Jakarta –
Sri Lanka gagal mencapai kesepakatan mengenai restrukturisasi utang senilai US$ 12 miliar atau sekitar Rp 193,2 triliun (kurs Rp 16.100) dengan para pemegang obligasinya.
Kondisi ini bakal mempersulit rencana Sri Lanka untuk memenuhi persyaratan program Dana Moneter Nasional (International Monetary Fund/IMF).
“Komite pengarah tidak menyetujui perpanjangan diskusi terbatas,” kata keterangan pemerintah Sri Lanka dalam pengajuan peraturan ke London Stock Alternate, dilansir dari Reuters, Selasa (16/4/2024).

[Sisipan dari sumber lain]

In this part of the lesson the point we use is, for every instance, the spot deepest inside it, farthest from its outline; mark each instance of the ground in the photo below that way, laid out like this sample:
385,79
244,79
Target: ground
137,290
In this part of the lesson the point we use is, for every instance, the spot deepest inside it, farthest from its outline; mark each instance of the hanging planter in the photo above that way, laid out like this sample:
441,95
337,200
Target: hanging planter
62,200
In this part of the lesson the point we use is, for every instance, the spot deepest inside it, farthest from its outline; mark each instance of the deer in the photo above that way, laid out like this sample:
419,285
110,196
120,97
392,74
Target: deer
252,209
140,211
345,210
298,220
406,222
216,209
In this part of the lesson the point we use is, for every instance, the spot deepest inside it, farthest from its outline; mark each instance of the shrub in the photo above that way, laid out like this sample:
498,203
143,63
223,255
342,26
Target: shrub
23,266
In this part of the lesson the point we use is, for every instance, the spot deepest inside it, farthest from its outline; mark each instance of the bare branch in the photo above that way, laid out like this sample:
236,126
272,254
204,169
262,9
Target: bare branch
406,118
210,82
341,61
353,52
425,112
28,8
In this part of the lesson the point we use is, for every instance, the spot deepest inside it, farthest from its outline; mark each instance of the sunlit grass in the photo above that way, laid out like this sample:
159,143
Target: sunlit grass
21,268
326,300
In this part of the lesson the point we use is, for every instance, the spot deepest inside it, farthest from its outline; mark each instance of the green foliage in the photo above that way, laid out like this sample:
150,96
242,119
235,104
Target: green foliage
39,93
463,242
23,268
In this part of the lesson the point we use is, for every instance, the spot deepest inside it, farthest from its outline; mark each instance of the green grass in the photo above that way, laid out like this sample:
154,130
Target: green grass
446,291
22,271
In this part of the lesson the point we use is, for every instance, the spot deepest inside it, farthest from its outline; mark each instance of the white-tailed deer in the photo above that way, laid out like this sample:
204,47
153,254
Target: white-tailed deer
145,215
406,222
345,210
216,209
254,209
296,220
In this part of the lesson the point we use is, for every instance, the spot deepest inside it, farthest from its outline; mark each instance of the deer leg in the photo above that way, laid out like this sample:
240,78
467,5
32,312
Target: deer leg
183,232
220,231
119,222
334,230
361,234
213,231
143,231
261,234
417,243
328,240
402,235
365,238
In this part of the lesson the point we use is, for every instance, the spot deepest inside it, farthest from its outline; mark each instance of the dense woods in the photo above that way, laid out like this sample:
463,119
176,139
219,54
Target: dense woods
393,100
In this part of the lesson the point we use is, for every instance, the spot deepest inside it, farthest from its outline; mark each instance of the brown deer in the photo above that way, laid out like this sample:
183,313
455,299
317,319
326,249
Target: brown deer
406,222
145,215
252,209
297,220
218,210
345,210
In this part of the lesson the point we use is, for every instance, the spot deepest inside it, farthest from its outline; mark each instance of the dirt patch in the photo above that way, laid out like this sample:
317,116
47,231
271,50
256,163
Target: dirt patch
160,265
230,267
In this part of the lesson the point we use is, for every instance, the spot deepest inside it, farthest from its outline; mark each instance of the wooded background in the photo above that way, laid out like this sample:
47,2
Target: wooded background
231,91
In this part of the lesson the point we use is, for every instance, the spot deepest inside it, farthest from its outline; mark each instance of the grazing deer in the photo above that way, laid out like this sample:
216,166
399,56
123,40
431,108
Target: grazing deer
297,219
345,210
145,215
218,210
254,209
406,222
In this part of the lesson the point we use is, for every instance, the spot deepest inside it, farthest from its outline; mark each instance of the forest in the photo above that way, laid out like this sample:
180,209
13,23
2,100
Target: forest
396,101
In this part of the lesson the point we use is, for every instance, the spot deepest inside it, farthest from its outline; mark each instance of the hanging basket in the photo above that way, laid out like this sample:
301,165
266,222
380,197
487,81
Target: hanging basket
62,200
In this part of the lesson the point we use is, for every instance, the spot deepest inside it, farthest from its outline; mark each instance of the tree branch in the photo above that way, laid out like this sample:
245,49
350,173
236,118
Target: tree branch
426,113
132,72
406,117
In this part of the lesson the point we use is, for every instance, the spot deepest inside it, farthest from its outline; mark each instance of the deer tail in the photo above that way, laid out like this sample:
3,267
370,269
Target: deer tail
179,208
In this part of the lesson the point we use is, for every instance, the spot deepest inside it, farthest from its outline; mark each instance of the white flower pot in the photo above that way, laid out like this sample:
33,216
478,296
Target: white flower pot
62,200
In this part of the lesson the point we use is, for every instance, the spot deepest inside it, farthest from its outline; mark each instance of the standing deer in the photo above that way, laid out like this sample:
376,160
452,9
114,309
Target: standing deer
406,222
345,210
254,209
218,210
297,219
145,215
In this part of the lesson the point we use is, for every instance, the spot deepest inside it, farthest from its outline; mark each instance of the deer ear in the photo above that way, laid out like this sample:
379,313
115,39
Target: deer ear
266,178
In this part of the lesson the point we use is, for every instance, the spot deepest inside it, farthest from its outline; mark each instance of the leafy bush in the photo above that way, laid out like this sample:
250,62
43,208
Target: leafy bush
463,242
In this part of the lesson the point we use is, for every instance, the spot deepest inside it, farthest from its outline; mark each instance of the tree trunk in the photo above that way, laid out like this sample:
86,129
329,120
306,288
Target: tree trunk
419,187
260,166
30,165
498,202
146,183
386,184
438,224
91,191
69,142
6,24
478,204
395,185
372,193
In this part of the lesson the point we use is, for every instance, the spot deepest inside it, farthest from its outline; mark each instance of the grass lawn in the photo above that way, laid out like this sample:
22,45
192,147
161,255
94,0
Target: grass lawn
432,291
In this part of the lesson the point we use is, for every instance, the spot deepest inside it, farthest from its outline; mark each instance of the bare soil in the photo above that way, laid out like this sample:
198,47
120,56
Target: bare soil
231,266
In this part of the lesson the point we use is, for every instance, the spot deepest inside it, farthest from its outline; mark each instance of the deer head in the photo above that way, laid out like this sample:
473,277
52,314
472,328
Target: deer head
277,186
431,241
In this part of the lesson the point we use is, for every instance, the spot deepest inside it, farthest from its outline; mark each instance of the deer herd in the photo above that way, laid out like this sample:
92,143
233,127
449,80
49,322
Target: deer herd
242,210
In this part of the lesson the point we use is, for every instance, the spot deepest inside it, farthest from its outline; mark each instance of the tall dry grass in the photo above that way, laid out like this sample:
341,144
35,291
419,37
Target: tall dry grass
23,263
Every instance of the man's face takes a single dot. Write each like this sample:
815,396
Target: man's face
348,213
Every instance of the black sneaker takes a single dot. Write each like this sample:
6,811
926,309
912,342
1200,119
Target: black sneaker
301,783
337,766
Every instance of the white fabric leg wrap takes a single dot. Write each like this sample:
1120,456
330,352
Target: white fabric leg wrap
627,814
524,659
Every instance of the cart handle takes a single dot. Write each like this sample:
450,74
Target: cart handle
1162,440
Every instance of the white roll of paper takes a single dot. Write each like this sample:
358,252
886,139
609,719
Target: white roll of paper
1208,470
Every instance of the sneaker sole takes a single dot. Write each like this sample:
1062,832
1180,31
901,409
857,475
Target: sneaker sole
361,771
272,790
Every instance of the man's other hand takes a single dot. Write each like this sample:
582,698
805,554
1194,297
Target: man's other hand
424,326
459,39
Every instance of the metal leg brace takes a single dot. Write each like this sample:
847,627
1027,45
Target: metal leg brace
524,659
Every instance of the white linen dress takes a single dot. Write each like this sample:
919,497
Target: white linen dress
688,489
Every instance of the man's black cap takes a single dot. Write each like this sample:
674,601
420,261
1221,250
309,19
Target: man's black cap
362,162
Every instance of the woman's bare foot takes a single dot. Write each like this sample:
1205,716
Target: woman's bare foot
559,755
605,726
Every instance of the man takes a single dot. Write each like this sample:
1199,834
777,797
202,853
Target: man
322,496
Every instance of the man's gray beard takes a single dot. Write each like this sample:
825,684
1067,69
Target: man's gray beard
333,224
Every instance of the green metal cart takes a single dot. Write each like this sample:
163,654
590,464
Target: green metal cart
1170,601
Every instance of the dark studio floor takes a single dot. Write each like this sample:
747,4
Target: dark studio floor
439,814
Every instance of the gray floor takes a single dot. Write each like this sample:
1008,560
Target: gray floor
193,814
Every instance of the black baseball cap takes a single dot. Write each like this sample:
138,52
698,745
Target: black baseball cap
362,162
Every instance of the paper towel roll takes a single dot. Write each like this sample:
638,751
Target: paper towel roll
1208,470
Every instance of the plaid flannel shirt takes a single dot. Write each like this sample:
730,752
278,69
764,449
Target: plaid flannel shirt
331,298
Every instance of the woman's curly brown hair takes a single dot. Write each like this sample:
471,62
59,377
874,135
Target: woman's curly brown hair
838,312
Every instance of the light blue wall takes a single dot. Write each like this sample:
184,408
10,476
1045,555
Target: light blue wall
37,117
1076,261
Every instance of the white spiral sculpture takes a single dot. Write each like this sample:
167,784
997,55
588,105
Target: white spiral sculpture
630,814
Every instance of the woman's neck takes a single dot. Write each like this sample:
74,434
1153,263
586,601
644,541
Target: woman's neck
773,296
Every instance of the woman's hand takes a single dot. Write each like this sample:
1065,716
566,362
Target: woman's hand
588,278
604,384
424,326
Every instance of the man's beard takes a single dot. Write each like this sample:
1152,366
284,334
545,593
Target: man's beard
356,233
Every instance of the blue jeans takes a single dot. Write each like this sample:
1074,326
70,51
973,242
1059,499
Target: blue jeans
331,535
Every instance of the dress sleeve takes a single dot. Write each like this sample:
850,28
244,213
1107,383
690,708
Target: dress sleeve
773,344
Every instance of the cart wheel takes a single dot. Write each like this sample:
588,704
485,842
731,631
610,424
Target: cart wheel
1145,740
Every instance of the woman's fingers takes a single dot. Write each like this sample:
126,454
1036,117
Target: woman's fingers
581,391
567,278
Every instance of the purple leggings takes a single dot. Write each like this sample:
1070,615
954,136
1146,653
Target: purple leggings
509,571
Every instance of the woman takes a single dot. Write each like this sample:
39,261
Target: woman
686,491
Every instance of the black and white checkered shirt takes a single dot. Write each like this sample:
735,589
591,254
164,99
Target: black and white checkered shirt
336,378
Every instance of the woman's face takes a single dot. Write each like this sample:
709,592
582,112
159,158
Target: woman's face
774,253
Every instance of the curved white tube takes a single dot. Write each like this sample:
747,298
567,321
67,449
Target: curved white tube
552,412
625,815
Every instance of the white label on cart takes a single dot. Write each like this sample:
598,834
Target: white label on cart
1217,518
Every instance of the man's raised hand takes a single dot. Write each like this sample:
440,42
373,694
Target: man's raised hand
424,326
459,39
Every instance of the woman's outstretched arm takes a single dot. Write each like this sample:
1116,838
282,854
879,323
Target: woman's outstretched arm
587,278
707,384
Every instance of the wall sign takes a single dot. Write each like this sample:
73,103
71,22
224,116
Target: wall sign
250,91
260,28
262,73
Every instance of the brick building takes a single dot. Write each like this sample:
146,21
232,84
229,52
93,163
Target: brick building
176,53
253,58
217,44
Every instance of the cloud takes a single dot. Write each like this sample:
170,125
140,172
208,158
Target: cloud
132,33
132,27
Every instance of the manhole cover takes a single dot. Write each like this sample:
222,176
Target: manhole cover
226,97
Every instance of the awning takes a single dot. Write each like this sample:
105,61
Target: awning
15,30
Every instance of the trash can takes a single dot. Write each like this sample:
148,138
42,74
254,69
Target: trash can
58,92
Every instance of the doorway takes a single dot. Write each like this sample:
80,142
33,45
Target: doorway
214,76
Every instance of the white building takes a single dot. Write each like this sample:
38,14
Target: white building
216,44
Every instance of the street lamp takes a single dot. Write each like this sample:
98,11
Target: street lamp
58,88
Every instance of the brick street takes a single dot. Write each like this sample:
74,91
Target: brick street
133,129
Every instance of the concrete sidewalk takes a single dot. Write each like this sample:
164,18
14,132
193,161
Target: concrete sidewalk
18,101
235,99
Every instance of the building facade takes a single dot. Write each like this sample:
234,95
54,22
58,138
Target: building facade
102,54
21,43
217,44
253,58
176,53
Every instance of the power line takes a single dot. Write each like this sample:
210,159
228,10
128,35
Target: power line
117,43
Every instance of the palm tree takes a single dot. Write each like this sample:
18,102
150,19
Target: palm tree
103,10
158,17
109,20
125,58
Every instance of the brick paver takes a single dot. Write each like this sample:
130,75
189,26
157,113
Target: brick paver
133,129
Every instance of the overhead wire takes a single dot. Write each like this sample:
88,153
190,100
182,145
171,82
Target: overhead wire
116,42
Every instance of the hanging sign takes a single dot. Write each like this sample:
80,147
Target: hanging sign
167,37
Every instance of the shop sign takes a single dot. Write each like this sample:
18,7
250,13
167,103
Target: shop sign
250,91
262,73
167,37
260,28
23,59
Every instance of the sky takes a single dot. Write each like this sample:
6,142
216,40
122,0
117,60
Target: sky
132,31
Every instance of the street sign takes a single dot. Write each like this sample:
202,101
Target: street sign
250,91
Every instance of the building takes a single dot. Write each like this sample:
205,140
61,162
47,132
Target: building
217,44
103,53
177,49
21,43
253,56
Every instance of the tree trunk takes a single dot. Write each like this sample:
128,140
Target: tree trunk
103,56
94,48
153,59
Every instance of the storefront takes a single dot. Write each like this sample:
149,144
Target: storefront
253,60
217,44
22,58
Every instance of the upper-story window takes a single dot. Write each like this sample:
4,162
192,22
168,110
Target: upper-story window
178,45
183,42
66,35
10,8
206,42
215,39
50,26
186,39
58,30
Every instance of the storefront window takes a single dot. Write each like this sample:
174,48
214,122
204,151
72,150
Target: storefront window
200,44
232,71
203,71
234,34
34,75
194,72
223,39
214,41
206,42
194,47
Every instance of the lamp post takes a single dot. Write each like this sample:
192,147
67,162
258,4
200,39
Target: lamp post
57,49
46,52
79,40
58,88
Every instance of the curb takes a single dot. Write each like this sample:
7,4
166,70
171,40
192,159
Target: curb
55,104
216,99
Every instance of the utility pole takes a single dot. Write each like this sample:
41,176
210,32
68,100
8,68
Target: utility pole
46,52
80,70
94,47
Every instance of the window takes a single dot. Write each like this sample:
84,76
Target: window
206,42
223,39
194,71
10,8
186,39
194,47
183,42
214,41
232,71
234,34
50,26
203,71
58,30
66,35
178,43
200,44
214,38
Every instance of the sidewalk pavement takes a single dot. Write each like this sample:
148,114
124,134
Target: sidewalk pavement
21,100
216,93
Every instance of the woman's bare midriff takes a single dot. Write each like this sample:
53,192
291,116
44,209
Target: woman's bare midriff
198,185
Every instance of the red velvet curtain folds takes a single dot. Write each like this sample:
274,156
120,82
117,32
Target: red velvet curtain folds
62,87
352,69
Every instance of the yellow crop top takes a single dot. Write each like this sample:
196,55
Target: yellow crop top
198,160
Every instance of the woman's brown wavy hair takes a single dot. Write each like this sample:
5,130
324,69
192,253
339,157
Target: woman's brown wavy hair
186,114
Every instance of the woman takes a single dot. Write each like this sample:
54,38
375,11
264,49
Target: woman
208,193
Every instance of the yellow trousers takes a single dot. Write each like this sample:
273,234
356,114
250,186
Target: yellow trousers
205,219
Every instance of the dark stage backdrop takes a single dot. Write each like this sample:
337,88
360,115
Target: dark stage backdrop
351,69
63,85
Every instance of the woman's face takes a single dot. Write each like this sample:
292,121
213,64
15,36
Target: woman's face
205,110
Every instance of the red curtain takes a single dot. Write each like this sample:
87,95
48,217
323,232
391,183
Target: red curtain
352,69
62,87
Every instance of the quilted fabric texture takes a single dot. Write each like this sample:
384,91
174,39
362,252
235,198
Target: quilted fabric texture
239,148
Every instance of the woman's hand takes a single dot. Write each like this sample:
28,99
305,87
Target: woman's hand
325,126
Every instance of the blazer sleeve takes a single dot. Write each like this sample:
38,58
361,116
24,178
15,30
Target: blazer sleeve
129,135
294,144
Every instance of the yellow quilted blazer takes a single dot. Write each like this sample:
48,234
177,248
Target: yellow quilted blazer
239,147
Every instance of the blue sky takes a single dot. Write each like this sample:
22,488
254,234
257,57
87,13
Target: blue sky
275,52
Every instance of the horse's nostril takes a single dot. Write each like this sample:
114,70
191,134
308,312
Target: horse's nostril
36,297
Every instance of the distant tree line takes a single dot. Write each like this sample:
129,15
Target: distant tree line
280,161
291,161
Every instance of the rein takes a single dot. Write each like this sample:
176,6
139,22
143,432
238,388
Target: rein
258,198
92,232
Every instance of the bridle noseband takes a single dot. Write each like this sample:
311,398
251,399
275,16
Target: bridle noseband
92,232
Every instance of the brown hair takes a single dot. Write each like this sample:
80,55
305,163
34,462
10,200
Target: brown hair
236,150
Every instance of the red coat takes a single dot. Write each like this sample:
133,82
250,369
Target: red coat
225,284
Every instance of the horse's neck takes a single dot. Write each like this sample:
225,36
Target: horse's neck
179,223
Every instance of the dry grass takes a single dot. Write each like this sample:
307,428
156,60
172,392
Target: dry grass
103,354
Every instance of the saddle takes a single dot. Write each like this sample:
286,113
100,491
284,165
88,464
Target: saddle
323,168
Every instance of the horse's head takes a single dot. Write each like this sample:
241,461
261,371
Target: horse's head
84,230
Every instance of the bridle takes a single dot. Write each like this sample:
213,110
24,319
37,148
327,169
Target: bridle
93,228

Setelah melakukan pembicaraan dengan para pemegang obligasi di sela-sela pertemuan IMF dan Financial institution Dunia di Washington, Pemerintah Sri Lanka mengatakan gagal mencapai konsensus mengenai proposal pemegang obligasi yang diajukan awal bulan ini.
Sri Lanka tidak setuju dengan usulan pembayaran utang yang diajukan pemegang obligasi karena usulan tersebut berbeda dengan analisis utang negara yang dilakukan oleh IMF.
Setelah pengumuman tersebut, nilai obligasi Sri Lanka turun. Perjanjian yang sangat dinanti-nantikan ini pada prinsipnya diperlukan bagi Sri Lanka untuk menyelesaikan peninjauan kedua program bantuan senilai US$ 2,9 miliar dari IMF.
“Menyelesaikan tinjauan IMF pada bulan Juni menjadi sulit sekarang karena harus ada lebih banyak pembicaraan,” kata Udeeshan Jonas, kepala strategi di perusahaan riset ekuitas CAL Community.
Sri Lanka berharap dapat melanjutkan pembicaraan dengan pemegang obligasi sesegera mungkin menjelang peninjauan kedua program IMF.
Sri Lanka terjerumus ke dalam krisis keuangan terburuk sejak kemerdekaannya dari Inggris pada tahun 1948 setelah cadangan devisanya turun pada awal tahun 2022 sehingga tidak mampu membayar kebutuhan pokok termasuk bahan bakar, gas untuk memasak, dan obat-obatan.
Negara kepulauan ini gagal membayar utang luar negerinya pada Mei 2022 dan memulai negosiasi dengan kreditor bilateral beberapa bulan kemudian, yang akhirnya mendapatkan kesepakatan prinsip dengan China, India, dan Paris Club pada November lalu.
Sri Lanka juga memerlukan perjanjian dengan masing-masing kreditor bilateral, termasuk Financial institution Ekspor-Impor China untuk menyelesaikan proses peninjauan IMF.
Didukung oleh program IMF, inflasi Sri Lanka melonjak menjadi 0,9% pada bulan Maret dan mata uangnya mengalami penguatan sebesar 7,6% sepanjang tahun ini. Perekonomian secara keseluruhan di negara itu diperkirakan akan kembali tumbuh setelah mengalami kontraksi 2,3% pada tahun 2023.